Fastie Systems
- Essays

Protecting Email Addresses on Your Web Site

You probably know by now that the bad email guys out there get many of the email addresses they use by harvesting them from sites on the Web.  "Bots" constantly roam the Web, reading Web sites and looking for anything that resembles an email address. The simplest attack looks for MailTo links in the HTML code of a page but, importantly, text email addresses like nomail@ptcto.com will be found.

To avoid this problem, many Web site authors have eliminated MailTo links and any text using the email address format.
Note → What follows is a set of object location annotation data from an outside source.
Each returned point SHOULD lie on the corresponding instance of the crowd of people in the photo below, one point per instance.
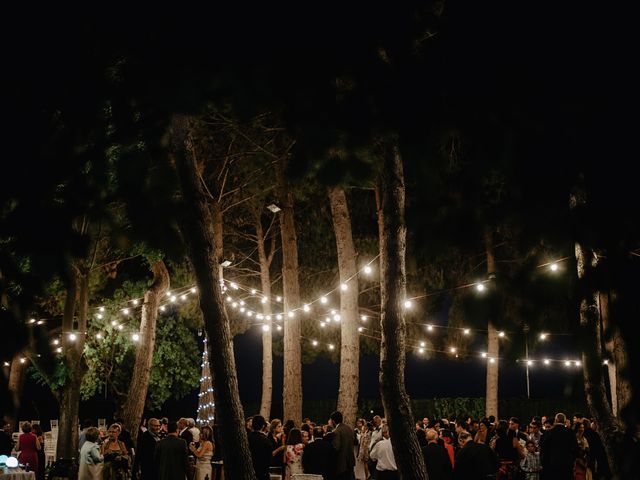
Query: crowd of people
(462, 448)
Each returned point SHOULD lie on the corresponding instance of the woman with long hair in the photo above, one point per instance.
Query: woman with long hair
(203, 453)
(293, 455)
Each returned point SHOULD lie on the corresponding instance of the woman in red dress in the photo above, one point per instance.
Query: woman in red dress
(28, 445)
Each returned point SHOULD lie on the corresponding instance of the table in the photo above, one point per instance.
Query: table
(16, 474)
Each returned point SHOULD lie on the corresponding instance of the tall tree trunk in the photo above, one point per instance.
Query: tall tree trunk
(16, 383)
(196, 226)
(590, 328)
(493, 341)
(267, 354)
(133, 407)
(73, 349)
(397, 407)
(292, 387)
(350, 344)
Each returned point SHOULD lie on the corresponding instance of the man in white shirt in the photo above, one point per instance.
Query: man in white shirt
(382, 453)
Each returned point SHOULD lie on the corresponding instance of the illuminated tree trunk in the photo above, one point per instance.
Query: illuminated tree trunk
(397, 407)
(292, 387)
(196, 228)
(493, 344)
(267, 354)
(73, 349)
(590, 326)
(133, 407)
(350, 345)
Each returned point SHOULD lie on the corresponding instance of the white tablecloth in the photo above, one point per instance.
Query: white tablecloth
(16, 474)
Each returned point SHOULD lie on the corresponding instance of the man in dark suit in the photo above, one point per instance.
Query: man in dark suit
(146, 448)
(260, 447)
(342, 442)
(436, 458)
(184, 432)
(558, 451)
(319, 456)
(171, 455)
(474, 461)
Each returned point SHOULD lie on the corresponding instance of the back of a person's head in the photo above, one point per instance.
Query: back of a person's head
(294, 437)
(258, 423)
(92, 434)
(336, 417)
(172, 427)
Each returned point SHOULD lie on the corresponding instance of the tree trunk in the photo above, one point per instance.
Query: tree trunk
(493, 341)
(590, 326)
(196, 226)
(292, 386)
(73, 349)
(133, 407)
(15, 385)
(397, 407)
(350, 344)
(267, 353)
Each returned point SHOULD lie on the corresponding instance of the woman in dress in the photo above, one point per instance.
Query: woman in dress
(116, 456)
(28, 446)
(90, 457)
(203, 454)
(278, 445)
(293, 455)
(37, 430)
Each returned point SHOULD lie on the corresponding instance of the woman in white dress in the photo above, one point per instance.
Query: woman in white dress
(203, 454)
(293, 454)
(90, 457)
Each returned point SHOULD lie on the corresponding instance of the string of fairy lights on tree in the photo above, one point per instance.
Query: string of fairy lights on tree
(124, 314)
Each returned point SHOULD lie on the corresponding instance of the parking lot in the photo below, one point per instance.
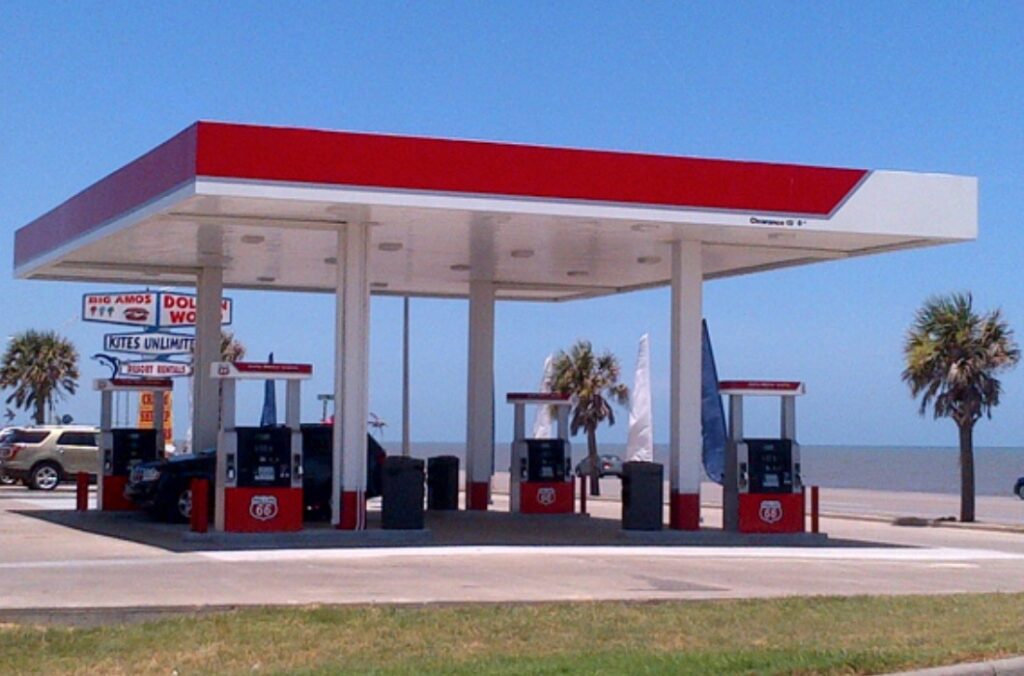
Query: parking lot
(52, 559)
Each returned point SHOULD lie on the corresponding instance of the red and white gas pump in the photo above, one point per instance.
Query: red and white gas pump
(122, 448)
(763, 491)
(541, 472)
(258, 484)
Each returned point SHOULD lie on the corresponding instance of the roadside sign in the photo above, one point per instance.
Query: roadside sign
(178, 309)
(157, 343)
(146, 308)
(146, 408)
(133, 307)
(153, 369)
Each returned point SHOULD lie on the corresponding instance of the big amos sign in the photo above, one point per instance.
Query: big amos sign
(157, 309)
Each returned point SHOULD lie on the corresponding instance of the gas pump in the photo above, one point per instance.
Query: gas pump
(541, 474)
(123, 448)
(763, 491)
(259, 469)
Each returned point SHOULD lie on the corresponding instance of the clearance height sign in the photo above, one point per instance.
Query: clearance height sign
(145, 411)
(154, 309)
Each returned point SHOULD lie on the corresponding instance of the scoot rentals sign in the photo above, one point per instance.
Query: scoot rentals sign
(154, 311)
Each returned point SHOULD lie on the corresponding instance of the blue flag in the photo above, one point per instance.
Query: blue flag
(712, 413)
(268, 417)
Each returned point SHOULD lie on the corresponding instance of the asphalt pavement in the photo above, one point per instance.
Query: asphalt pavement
(53, 559)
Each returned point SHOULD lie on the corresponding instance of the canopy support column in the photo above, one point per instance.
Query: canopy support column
(480, 394)
(206, 390)
(685, 440)
(351, 378)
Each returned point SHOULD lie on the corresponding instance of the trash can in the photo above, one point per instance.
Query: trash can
(642, 496)
(442, 482)
(401, 506)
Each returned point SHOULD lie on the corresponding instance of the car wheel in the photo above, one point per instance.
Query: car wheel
(44, 476)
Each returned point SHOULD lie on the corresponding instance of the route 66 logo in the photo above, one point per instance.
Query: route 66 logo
(546, 496)
(771, 511)
(263, 508)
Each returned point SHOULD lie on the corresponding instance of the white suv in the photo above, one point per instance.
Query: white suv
(43, 457)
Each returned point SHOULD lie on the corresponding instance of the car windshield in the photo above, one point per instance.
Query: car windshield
(27, 436)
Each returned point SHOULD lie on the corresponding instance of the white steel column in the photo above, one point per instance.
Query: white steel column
(351, 378)
(480, 394)
(684, 436)
(206, 411)
(406, 431)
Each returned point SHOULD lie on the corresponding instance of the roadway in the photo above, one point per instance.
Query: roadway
(47, 564)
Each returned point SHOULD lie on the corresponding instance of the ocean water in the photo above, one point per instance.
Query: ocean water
(927, 469)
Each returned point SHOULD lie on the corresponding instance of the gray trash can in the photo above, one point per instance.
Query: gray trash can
(442, 482)
(401, 504)
(642, 496)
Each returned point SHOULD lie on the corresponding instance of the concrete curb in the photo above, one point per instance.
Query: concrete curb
(1008, 667)
(312, 537)
(875, 518)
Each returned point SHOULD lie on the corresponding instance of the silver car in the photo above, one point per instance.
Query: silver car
(43, 457)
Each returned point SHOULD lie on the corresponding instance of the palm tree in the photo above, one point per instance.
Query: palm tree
(41, 367)
(952, 355)
(591, 381)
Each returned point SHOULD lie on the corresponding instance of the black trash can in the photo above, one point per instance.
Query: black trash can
(442, 482)
(642, 496)
(401, 507)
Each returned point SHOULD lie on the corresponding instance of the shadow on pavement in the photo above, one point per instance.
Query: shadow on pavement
(442, 530)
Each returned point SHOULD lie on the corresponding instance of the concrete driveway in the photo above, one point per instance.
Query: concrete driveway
(46, 563)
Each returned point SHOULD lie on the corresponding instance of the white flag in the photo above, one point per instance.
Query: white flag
(542, 423)
(640, 446)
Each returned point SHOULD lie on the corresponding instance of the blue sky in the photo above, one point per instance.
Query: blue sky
(937, 87)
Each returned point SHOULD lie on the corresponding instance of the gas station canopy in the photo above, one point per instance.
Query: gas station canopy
(265, 204)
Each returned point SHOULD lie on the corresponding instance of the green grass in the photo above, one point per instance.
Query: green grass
(805, 635)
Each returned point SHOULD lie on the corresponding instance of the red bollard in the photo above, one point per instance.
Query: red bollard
(814, 509)
(82, 492)
(201, 506)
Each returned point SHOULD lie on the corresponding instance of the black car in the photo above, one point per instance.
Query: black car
(164, 487)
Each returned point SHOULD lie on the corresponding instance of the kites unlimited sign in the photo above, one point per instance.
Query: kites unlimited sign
(151, 310)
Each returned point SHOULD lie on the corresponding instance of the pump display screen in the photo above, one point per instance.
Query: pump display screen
(770, 464)
(130, 447)
(546, 460)
(264, 456)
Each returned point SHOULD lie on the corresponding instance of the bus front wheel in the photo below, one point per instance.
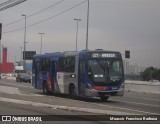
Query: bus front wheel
(72, 91)
(104, 98)
(45, 89)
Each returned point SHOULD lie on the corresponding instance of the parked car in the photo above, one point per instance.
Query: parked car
(23, 77)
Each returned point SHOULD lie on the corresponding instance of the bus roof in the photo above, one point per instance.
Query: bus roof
(70, 53)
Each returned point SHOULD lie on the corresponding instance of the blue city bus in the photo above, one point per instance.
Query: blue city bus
(95, 73)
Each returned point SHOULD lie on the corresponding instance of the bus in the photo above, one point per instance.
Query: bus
(95, 73)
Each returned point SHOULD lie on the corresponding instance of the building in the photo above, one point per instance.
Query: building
(6, 67)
A common technique is to create a small image containing an email link, like this one (it looks like text, but try to put your cursor in it):

A simple text technique is to eliminate the commercial at sign (@). You'll see addresses like "nomail at ptcto.com" or "nomail [at] ptcto.com." The first example illustrates the fatal flaw of this approach, which is that if everyone started using the technique the bots would quickly be adapted to assume that "nomail at ptcto.com" was simply another valid form of email address. Thus the second example tries to be different than the basic approach but again, if it was widely adopted it would simply become another valid form.

"Live" or "hot" email links on a Web page are a great convenience to site visitors. The techniques above eliminate the convenience. However, there are ways to provide hot MailTo links while befuddling the bots.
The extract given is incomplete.